In a world of ledgers, who holds the memory? The Financial Action Task Force (FATF) recently released a report that pierces the veil of blockchain idealism: crime networks are not merely using stablecoins to launder funds—they are now issuing proprietary tokens, escape hatches crafted from the very code we champion as liberating. This is not a story of technology failure; it is a story of trust corroded from within.
Let us step back. FATF, the global watchdog for anti-money laundering, has long pressed for the 'Travel Rule'—a requirement that virtual asset service providers (VASPs) share sender and receiver information. Stablecoins, with their promise of cheap, fast, borderless value transfer, have become the lifeblood of DeFi and daily payments. Yet, as the report notes, criminal actors have adapted. They use stablecoins for liquidity and then pivot to proprietary tokens—bespoke ERC-20 or BEP-20 contracts deployed on public chains, invisible to standard monitoring tools. Asset freezes? A joke if the token is minted by a cartel and exchanged only within encrypted Telegram groups. The code is neutral, but the user is human, and some humans have swords.
Based on my own auditing experience in 2017, when I spent weeks dissecting a DAO framework to prevent a $12 million reentrancy exploit, I learned that vulnerabilities are rarely in the logic of the smart contract itself. They are in the assumptions we make about who will use it. We code the trust, but we must audit the soul.

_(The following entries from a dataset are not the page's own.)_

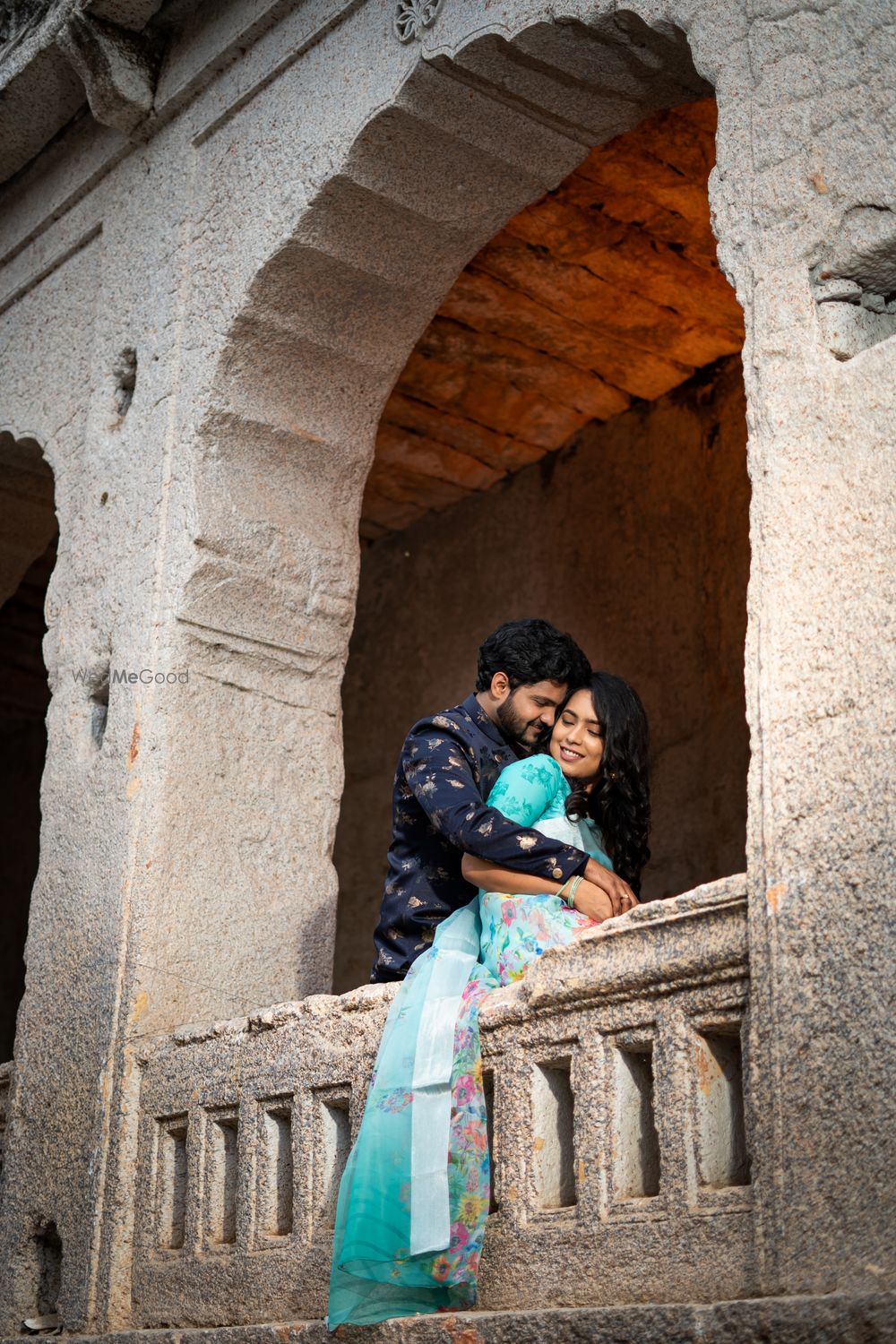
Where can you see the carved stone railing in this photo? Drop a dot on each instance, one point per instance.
(621, 1150)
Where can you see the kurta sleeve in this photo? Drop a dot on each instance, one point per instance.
(440, 774)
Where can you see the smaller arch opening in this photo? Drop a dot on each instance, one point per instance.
(567, 440)
(29, 540)
(47, 1244)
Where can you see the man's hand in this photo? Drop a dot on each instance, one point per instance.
(619, 892)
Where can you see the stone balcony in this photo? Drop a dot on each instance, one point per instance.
(621, 1150)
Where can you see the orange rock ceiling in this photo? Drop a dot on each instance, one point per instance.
(605, 290)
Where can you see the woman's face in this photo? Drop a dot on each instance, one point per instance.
(576, 741)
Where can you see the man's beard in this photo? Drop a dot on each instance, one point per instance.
(514, 728)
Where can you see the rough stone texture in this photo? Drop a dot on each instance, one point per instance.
(603, 289)
(306, 196)
(833, 1319)
(236, 1211)
(635, 538)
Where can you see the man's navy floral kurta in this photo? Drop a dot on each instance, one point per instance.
(446, 771)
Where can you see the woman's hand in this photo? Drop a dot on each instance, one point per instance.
(592, 902)
(619, 892)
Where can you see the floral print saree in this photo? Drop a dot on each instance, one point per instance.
(414, 1196)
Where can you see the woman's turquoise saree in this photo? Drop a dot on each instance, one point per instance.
(416, 1191)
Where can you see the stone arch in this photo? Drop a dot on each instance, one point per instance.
(27, 556)
(478, 131)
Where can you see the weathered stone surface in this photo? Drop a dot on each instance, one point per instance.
(185, 868)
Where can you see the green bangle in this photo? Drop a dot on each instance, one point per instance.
(570, 900)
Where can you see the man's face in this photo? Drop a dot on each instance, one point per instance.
(527, 712)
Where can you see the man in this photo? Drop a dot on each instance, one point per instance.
(446, 771)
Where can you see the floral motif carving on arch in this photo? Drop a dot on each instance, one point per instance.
(413, 16)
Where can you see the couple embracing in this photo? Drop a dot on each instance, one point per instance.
(520, 823)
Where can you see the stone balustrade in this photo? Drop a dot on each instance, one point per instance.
(618, 1132)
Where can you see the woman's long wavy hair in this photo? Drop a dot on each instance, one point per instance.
(619, 801)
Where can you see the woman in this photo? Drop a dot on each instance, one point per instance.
(410, 1223)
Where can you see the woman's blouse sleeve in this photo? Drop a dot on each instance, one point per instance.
(525, 789)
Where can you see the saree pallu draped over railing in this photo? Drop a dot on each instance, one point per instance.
(394, 1204)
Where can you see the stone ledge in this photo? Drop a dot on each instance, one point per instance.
(831, 1319)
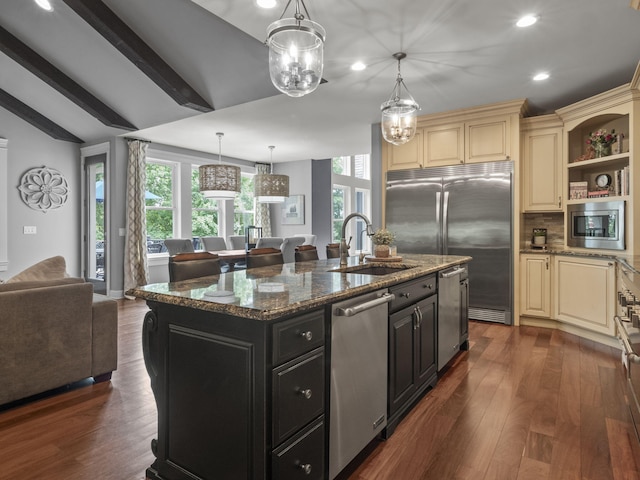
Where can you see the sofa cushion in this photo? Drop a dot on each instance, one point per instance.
(10, 287)
(48, 269)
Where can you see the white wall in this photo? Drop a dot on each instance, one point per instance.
(58, 231)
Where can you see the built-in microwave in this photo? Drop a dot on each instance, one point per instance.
(596, 225)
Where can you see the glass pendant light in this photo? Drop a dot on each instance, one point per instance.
(296, 52)
(218, 180)
(399, 115)
(271, 188)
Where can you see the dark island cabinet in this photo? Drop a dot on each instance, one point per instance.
(236, 398)
(412, 346)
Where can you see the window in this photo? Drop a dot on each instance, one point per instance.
(175, 208)
(159, 202)
(351, 193)
(204, 212)
(243, 206)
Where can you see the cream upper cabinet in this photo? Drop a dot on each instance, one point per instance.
(542, 183)
(488, 139)
(535, 285)
(585, 293)
(443, 145)
(409, 155)
(481, 134)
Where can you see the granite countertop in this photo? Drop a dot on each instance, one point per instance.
(268, 293)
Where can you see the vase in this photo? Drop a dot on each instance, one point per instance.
(602, 150)
(381, 251)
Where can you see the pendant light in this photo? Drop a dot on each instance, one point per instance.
(399, 115)
(271, 188)
(295, 52)
(218, 180)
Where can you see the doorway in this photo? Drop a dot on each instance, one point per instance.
(95, 245)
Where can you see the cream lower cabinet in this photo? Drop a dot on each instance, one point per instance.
(585, 293)
(535, 285)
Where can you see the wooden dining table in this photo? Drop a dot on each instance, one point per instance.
(231, 257)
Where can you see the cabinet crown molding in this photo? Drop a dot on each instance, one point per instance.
(513, 107)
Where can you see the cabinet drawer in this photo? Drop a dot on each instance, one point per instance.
(297, 336)
(410, 292)
(302, 457)
(298, 394)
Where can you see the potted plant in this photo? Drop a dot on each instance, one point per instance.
(381, 239)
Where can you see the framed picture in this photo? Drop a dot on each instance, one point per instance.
(293, 210)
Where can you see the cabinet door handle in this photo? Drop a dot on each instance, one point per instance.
(306, 393)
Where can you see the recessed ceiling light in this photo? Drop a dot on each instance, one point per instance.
(45, 5)
(527, 21)
(266, 3)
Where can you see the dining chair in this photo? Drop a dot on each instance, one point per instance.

The proprietary token is a perfect example: permissionless, immutable, and utterly opaque. Its creators do not need to pass KYC; they are the issuers. The blockchain becomes a silver mirror for shadows—transparent yet anonymous, permanent yet untouchable.
The core technical insight here is not about cryptography; it is about governance. The FATF report implicitly acknowledges that our current AML tools—Chainalysis, CipherTrace, Elliptic—are reactive. They trace USDT and USDC flows, but they struggle with tokens that have no liquidity on centralized exchanges, no verified source code, no on-chain labelling. I recall writing in my 2020 whitepaper 'Liquidity as Liberty' that financial sovereignty is a human right. But every right carries a responsibility; permissionlessness was designed to free the unbanked, not to shelter the untouchable. The tragedy is that these proprietary tokens are not technically sophisticated; they are barely more than a mint function and a token name. Yet they suffice because the regulatory infrastructure is still lagging behind the innovation curve.
Proof is binary; meaning is fluid. The contrarian angle that few wish to voice is this: over-regulation may make the problem worse. If VASPs are forced to apply rigid Travel Rule filters, the incentive to move transactions off-exchange and into self-custody peer-to-peer transfers skyrockets. Proprietary tokens thrive in that environment—they are the ultimate p2p asset, requiring no intermediary. The risk is not that regulation is too strict, but that it is too narrow. Focusing on VASPs misses the point: the real threat is the issuance layer itself. Every token is a potential compliance liability. Should we require all token deployers to verify their identity? That would destroy the open nature of blockchains. Should we build compliance into the protocol, like mandatory transaction screening at the node level? That would centralize power. The path forward is not binary; it is a dance between pragmatism and ideals.
In my 2021 curated exhibition on Tezos, I saw how artists could own their digital soul without sacrificing the planet. The community embraced carbon-neutral minting because they believed in sustainability. That same belief must now extend to societal sustainability. We are not moving money; we are moving belief. The belief that a ledger can be both transparent and private, both open and accountable. The FATF report is a mirror, not a sword. It shows us that our creation is being co-opted. But it also reveals the next frontier: not just making code that is secure, but making code that is good.
So I ask you, as I ask myself: when we build the next protocol, are we building for the mempool or for the common good? The protocol is neutral, but the user is human. It is time we started auditing our own conscience as fiercely as we audit the smart contracts. The chain does not forget, but it also does not judge. That is our job.
We code the trust, but we must audit the soul. In a world of ledgers, who holds the memory? The answer is simple: we do.